Note that there might not be consensus on the request received immediately before the range became unavailable. This means that the exported data might not be consistent.

(c) Forcibly terminate the active and isolated EADS servers

Execute the eztool forcestop command to forcibly terminate the active and isolated EADS servers.

If all EADS servers have already stopped, there is no need to execute this command.

Execute the eztool forcestop command on the active and isolated EADS servers.

eztool forcestop

(d) Check error messages

Check the error messages output to the message logs of the EADS servers that you identified in (a) above.

(e) Acquire error information

Acquire error information on all EADS servers.

For details about this procedure, see 12.2.1(4) Acquire error information.

(f) Start all EADS servers in the cluster (import data from files)

After resolving the errors, start all EADS servers in the cluster and re-import to memory the data that was exported to files in subsection (b).

For details about this procedure, see 10.3 Starting the EADS servers (and creating caches by importing data from files).

(2) When using disk caches

The following figure shows the general restoration procedure when disk caches are used and the cluster is unavailable (NOT_AVAILABLE) or is partially available (PARTIALLY_AVAILABLE).

Figure 12‒3: Restoration procedure when the cluster is unavailable (NOT_AVAILABLE) or is partially available (PARTIALLY_AVAILABLE) (using disk caches)

[Figure]

Each of the system operation administrator's tasks is explained in more detail below.

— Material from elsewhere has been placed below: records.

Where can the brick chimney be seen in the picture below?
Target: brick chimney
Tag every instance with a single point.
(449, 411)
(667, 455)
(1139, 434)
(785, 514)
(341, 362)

(a) Verify which EADS servers are isolated or stopped

Verify which EADS servers are isolated or stopped.

For details about this procedure, see 12.2.1(1) Verify which EADS servers are isolated or stopped.

(b) Perform compaction on cache data files

Execute the compaction command to perform compaction on the cache data files. You must execute this command for each EADS server.

eztool compaction

(c) Forcibly terminate the active and isolated EADS servers

Execute the eztool forcestop command to forcibly terminate the active and isolated EADS servers.

If all EADS servers have already stopped, there is no need to execute this command.

Execute the eztool forcestop command on the active and isolated EADS servers.

eztool forcestop

(d) Check error messages

Check the error messages output to the message logs of the EADS servers that you identified in (a) above.

(e) Acquire error information

Acquire error information for all EADS servers.

For details about this procedure, see 12.2.1(4) Acquire error information.

(f) Start all EADS servers in the cluster (resume disk caches)

After resolving the errors, start all EADS servers in the cluster and resume disk caches.

For details about this procedure, see 10.3.2 How to start the EADS servers (resuming caches on disk).

Reference note

If caches cannot be resumed because of corrupted cache files, determine the number of EADS servers whose cache files have become corrupted.

  • When the number of EADS servers whose cache files have become corrupted is fewer than the number of redundant copies of data plus the original

    Execute the deleteecf -l command on the EADS servers whose files have become corrupted to delete all cache files from the caches that contain the corrupted files. Then re-execute the eztool resume command.

  • When the number of EADS servers whose cache files are corrupted is equal to or greater than the number of redundant copies of data plus the original

    The EADS servers cannot be restored.